For HDI monomer, the precursor of HDI homopolymer, no sub-categorisation is currently concluded, since limited data on potency and inconsistent human and animal data does not allow a clear discrimination. Taking into account the database on HDI monomer a sub-categorisation of HDI homopolymers as 1A (strong sensitiser) based on worst case conclusion from the animal data with (some) HDI homopolymers seems not to be adequate and proportionate, since the less reactive HDI homopolymers are not assumed to be the more potent skin sensitisers than the respective monomer. Indeed, scientific evidence exists for some time that chemical reactivity or, more precisely, protein reactivity is linked to the potency of skin sensitisation (Lepoittevin et. al., Allergic Contact Dermatitis: The Molecular Basis. Springer, Berlin, 1998).

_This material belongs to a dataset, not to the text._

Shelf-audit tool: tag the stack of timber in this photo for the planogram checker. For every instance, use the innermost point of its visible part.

Overall, in a weight of evidence approach based on limited data on human experiences and inconsistent animal data as well as based on a comparison of the available data with HDI monomer it is concluded that the available data for HDI homopolymers currently do not allow a solid assessment of the potency. Therefore according to Regulation (EU) No 286/2011, 3.4.2.2.1.1 (“Skin sensitisers shall be classified in Category 1 where data are not sufficient for sub-categorisation") HDI homopolymers, and also allophanate-type HDI oligomerisation product, should be currently classified in Category 1, without further sub-categorization.